Governments could also step in with public-private partnerships of the kind Gujarat is attempting, Levine says. For example, IBM has entered into a partnership with the State University of New York to train nanotechnology workers. A focus on quality-of-life issues including good schools, housing and roads helps in attracting and retaining top talent. Silicon Valley has attracted talent globally precisely because of these factors, he says.

Shaking Off Stigmas

States could earn bonus points for pro-business policies, but some stigmas are difficult to shake off, Levine warns. In India, corruption in government has been a major turn-off for business. Business leaders including Wipro's Azim Premji, Mahindra & Mahindra's Keshub Mahindra and HDFC's Deepak Parekh recently complained about a "governance deficit" in an open letter to the central government. Scandals in recent months have plagued governments in Maharashtra and Karnataka and the central telecom ministry, among others.

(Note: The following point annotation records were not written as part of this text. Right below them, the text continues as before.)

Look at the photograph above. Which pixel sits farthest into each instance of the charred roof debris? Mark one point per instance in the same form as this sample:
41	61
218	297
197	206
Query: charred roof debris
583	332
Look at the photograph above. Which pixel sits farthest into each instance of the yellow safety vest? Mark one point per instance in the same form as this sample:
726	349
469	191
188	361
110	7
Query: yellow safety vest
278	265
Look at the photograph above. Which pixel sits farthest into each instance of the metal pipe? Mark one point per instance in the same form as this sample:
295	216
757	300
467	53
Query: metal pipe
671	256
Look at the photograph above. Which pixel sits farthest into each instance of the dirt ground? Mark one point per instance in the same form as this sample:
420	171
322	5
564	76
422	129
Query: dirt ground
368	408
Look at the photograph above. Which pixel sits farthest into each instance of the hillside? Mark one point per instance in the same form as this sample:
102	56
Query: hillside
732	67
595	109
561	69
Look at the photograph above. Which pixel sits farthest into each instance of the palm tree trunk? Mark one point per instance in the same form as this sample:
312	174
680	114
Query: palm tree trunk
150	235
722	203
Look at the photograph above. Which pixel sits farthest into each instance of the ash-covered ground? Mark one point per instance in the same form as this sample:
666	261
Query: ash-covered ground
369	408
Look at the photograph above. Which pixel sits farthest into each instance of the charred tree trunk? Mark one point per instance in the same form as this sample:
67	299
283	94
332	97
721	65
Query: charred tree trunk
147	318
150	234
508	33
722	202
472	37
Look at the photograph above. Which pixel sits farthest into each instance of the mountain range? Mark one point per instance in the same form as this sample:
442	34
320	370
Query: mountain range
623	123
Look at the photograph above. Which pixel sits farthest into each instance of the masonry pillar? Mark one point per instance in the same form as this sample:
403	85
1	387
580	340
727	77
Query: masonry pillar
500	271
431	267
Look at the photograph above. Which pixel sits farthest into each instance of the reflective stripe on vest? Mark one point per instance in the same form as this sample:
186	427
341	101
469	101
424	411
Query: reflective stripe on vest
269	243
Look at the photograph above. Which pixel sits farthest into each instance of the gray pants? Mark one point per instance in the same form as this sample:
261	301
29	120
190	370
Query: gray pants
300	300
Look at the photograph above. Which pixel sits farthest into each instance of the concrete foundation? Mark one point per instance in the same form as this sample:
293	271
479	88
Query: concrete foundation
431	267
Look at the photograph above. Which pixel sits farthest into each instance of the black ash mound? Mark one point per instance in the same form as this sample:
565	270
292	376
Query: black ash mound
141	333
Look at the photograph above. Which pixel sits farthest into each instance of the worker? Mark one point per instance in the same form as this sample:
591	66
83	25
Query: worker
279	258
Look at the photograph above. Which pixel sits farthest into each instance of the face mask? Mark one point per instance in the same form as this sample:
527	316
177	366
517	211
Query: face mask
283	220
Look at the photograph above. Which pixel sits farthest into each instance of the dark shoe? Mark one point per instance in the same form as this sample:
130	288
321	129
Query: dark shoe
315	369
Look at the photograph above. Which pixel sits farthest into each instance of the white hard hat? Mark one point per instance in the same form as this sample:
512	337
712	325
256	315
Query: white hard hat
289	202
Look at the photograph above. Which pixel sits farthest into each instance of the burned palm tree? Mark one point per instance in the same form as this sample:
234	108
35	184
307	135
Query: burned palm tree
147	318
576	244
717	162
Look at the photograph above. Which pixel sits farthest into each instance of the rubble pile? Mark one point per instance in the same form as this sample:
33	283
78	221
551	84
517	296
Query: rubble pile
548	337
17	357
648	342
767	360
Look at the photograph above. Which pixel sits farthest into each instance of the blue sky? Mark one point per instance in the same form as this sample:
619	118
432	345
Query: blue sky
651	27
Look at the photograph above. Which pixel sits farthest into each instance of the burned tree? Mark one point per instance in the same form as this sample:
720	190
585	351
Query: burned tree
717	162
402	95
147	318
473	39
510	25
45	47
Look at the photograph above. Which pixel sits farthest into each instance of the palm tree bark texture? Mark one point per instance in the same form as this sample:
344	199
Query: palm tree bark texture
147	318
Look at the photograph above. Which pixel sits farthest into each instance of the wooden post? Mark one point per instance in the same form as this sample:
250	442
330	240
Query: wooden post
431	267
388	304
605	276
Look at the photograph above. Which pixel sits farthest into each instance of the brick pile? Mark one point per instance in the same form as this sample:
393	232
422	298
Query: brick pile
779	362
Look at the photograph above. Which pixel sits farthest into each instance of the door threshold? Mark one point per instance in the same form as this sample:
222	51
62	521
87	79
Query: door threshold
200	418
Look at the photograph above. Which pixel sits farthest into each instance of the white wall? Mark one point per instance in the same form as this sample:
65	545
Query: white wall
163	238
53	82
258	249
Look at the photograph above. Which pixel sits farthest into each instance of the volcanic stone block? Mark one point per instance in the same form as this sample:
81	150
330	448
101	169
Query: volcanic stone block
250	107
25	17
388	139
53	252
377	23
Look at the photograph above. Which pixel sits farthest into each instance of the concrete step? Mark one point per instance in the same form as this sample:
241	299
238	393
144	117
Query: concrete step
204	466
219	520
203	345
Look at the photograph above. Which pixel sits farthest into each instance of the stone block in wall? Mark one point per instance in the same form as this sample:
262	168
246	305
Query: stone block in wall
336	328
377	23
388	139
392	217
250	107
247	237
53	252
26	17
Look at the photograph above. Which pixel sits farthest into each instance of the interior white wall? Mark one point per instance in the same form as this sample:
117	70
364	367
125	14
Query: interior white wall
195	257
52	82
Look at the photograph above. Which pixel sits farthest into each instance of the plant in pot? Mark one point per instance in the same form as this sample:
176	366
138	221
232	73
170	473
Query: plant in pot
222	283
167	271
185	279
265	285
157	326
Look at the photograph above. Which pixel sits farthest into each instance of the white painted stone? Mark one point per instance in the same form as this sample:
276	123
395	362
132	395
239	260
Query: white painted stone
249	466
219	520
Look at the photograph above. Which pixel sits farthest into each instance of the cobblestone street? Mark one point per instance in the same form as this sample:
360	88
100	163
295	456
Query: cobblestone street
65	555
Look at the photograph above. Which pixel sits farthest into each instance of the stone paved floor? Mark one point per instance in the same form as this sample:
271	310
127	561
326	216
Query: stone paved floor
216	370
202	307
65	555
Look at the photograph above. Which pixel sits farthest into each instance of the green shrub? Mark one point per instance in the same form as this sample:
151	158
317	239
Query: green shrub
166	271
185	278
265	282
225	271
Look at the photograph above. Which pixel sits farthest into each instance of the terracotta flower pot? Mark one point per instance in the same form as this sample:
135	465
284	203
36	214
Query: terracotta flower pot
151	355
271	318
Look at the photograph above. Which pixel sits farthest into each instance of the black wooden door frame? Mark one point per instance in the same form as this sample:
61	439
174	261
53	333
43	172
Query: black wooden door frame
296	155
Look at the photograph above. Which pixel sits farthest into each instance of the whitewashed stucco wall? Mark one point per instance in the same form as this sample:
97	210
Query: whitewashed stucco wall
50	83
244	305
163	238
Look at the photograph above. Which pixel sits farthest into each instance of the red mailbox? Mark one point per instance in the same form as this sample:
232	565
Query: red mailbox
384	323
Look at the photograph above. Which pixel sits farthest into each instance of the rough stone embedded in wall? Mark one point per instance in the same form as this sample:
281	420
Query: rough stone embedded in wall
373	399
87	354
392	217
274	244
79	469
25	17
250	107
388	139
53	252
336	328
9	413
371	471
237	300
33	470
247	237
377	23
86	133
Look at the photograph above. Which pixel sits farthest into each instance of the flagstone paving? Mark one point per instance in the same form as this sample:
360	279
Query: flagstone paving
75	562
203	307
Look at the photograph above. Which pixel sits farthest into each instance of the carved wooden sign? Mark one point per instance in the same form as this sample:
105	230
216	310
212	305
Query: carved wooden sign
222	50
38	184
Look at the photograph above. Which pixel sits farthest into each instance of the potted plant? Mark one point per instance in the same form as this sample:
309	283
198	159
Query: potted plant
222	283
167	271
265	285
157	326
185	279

"We are alarmed at the widespread governance deficit almost in every sphere of national activity covering government, business and institutions," the businessmen wrote. "Widespread discretionary decision-making has been routinely subjected to extraneous influences."

Gujarat didn't figure in those scandals, and Parekh attributes that to transparency in the state administration. He says various state secretaries meet monthly to review investment proposals. "The junior officers call the investors and ask them what stage their investment is at, and de-bottleneck things," he adds.

Gujarat, however, continues to deal with the ghosts of riots following the torching of a train that killed 58 Hindu passengers at Godhra in 2002. According to official estimates, 790 Muslims and 254 Hindus were killed in the riots. Sahu and Parekh say Godhra — as the carnage is described — is not an issue with investors. "Nobody asked me about Godhra. That is buried in oblivion," Sahu says. "Possibly people had more faith in the stable policies of the government and its leadership," he adds, explaining Vibrant Gujarat's success.

Dossani says Godhra has left deep scars. "It is still a ghettoized state as far as Muslims are concerned," he says. "People say Muslims are doing better compared to other states and I am sure there is still some truth in that because a rising tide lifts all boats." All the same, Dossani feels that while the Modi regime tries its best to banish memories of Godhra "and focus on growth," it is also being "naïve" in its denial of the problem. "A population where 10% is getting ghettoized will slowly become a millstone around the necks of the 90%," he says. "But that takes a long time."

As Dossani says, the Modi administration would ensure against a repeat of the Godhra violence. Levine says states could overcome such stigmas by getting businesses to share happy experiences. "The experience of other businesses is a real testimony," he says. "The best recourse is to have executives meet one on one with each other and talk about experiences they have had. Foreign investors could talk about highly integrated work forces, great teams, etc., and give testimonial support that the community has figured out a way to move forward."